Some musicals were just not meant to be, I guess.

This is hard to believe but the show's producers, Leonard Goldberg and Ken Gaston, had even worse luck with their next Broadway musical, Heathen!, set in Hawaii in 1819 and 1972. After six previews at the Billy Rose Theatre, the show opened - and closed - on May 21, 1972.

Now that there's a native of the Aloha State in the White House, maybe it's time for a revival!

Saturday, September 27, 2008

Paul Newman: 1925-2008

I've seen lots of Paul Newman movies over the years, but the one that sticks with me the most is 1960's Exodus, which is hokey and overlong and overwrought. But I must have watched it at least a half-dozen times in the months leading up to my first trip to Israel, in August 1995.

I can just picture Newman's Ari Ben-Canaan - tanned, confident and forceful - telling Eva Marie Saint's Kitty Fremont why the boatload of desperate Jewish refugees simply could not give themselves up to the British authorities.
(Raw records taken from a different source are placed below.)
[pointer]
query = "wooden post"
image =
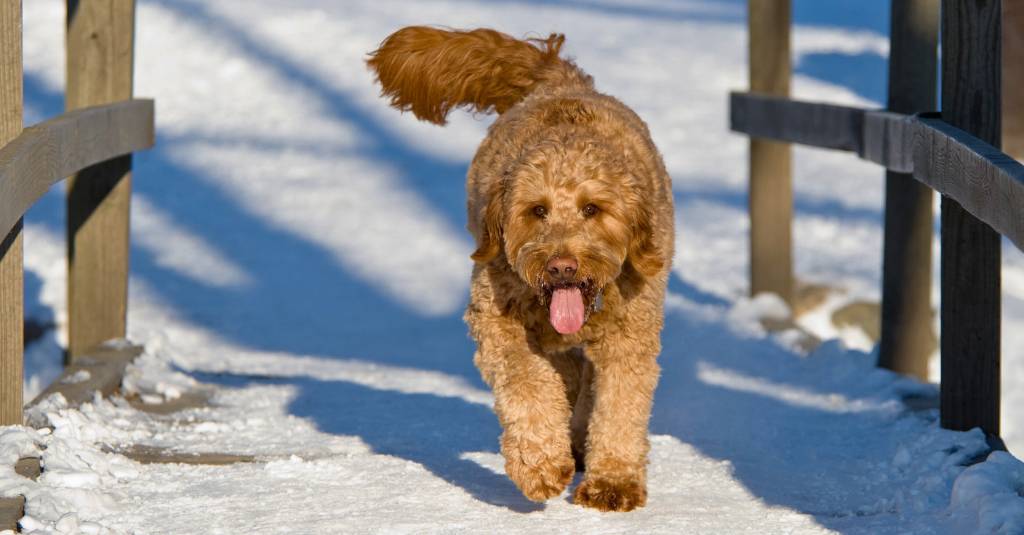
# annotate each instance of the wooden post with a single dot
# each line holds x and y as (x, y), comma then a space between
(11, 285)
(907, 336)
(99, 44)
(1013, 79)
(771, 180)
(971, 254)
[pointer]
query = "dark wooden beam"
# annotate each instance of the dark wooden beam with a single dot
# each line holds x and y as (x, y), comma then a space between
(971, 249)
(907, 335)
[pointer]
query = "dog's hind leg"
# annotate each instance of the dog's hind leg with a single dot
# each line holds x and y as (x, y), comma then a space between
(531, 405)
(582, 408)
(625, 374)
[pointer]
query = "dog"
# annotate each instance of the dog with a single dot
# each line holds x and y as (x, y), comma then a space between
(571, 210)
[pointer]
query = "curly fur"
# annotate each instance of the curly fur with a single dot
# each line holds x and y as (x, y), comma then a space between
(564, 172)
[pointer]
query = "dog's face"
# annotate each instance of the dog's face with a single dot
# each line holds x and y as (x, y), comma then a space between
(569, 219)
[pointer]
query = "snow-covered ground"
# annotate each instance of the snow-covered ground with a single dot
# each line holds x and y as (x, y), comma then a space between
(300, 248)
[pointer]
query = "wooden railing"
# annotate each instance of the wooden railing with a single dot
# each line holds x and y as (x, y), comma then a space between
(93, 140)
(952, 153)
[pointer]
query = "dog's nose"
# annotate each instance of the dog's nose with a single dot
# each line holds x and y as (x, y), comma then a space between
(562, 269)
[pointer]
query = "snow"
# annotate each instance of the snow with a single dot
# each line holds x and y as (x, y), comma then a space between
(299, 253)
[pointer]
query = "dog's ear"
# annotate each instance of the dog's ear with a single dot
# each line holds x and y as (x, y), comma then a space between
(644, 254)
(488, 243)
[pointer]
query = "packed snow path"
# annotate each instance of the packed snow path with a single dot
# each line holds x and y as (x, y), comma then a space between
(299, 249)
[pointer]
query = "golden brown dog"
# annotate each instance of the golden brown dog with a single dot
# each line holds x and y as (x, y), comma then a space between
(571, 209)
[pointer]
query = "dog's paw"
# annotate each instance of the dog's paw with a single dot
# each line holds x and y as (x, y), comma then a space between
(539, 477)
(609, 494)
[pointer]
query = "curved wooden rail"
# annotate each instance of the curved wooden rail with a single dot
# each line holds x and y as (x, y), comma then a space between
(985, 181)
(47, 153)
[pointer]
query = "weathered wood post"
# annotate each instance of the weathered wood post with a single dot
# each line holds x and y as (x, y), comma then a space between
(1013, 79)
(907, 337)
(771, 178)
(11, 310)
(971, 254)
(100, 46)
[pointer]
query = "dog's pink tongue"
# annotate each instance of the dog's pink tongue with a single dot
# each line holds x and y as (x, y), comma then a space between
(566, 310)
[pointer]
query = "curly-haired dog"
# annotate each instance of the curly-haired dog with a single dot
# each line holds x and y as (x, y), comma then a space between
(571, 209)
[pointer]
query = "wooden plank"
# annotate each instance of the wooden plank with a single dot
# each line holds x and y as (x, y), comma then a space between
(11, 276)
(1013, 79)
(48, 152)
(812, 124)
(988, 183)
(100, 46)
(888, 140)
(11, 510)
(28, 467)
(771, 162)
(971, 253)
(907, 338)
(883, 137)
(98, 369)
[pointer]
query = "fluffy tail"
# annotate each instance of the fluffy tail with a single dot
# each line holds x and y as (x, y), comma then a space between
(430, 71)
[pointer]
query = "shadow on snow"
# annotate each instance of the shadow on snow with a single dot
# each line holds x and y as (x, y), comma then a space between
(296, 282)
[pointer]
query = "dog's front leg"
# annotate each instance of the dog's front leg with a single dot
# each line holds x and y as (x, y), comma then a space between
(625, 377)
(532, 407)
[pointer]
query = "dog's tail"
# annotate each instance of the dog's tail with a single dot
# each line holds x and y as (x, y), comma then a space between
(430, 71)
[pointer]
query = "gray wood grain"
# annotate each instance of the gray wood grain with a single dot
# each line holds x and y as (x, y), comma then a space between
(45, 154)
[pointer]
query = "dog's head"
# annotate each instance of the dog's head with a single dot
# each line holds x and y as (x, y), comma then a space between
(569, 215)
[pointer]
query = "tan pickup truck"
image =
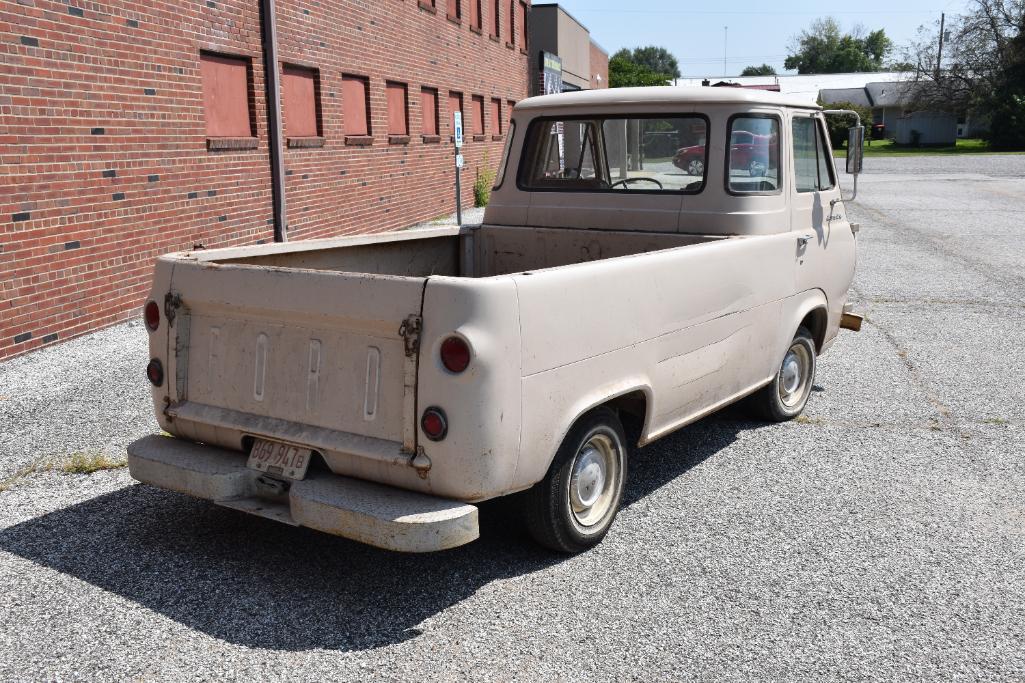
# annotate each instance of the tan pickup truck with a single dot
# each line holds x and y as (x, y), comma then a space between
(649, 255)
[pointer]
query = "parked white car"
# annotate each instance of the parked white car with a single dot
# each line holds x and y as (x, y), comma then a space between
(377, 387)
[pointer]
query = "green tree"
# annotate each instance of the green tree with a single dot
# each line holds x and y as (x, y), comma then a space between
(657, 59)
(823, 48)
(624, 71)
(982, 71)
(764, 70)
(1007, 105)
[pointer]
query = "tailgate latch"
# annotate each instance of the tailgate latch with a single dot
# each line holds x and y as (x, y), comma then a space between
(410, 332)
(172, 302)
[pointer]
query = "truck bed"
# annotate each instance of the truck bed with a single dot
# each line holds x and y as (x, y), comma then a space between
(476, 252)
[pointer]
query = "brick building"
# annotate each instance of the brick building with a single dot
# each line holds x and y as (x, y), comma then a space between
(130, 129)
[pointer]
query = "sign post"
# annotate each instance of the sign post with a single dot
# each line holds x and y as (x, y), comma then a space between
(457, 137)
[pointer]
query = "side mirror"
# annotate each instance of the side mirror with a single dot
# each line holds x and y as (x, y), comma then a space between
(855, 149)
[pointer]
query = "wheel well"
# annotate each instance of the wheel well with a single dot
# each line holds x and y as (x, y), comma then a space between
(815, 322)
(632, 409)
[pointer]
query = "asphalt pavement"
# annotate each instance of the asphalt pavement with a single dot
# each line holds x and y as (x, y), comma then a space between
(882, 536)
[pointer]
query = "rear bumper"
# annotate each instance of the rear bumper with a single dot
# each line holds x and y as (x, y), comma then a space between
(377, 515)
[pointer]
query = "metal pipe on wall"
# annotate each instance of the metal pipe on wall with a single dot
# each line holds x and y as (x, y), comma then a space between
(272, 76)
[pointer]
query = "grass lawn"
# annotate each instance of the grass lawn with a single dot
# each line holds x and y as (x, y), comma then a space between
(886, 148)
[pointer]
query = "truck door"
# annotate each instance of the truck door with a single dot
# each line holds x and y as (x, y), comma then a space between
(824, 240)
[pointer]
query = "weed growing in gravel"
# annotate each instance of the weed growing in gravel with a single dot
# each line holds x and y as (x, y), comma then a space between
(89, 463)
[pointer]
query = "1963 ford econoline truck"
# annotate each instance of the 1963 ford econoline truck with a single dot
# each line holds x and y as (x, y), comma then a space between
(376, 387)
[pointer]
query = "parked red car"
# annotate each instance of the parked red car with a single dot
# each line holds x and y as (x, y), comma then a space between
(749, 152)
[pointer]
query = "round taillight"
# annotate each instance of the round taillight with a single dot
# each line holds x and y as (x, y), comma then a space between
(152, 315)
(155, 371)
(434, 424)
(455, 354)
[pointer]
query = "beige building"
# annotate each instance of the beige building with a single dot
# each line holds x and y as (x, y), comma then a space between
(552, 30)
Even if, as my Israeli tour guide later told us, the portrait was "a little embarrassing, no one can be that good," it was still a pretty thrilling performance.

I'd read that Newman was seriously ill but the announcement of his death at age 83 still came as a shock. Of course, in addition to his acting, was also famous and beloved for his philanthropic works, most notably, for the Hole in the Wall camps for children fighting cancer and other diseases.

Dalia Lithwick, an editor at Slate.com, worked as a counselor at one of the camps for several years and she's written a very moving tribute to this extraordinary man who loved to visit with the kids and take them fishing. Here's part of what she says:

"Each summer of the four I spent at Newman's flagship Connecticut camp was a living lesson in how one man can change everything. Terrified parents would deliver their wan, weary kid at the start of the session with warnings and cautions and lists of things not to be attempted."

"They'd return 10 days later to find the same kid, tanned and bruisey, halfway up a tree or canon-balling into the deep end of the pool. Their wigs or prosthetic arms—props of years spent trying to fit in—were forgotten in the duffel under the bed. Shame, stigma, fear, worry, all vaporized by a few days of being ordinary."

"In an era in which nearly everyone feels entitled to celebrity and fortune, Newman was always suspicious of both. He used his fame to give away his fortune, and he did that from some unspoken Zen-like conviction that neither had ever really belonged to him in the first place."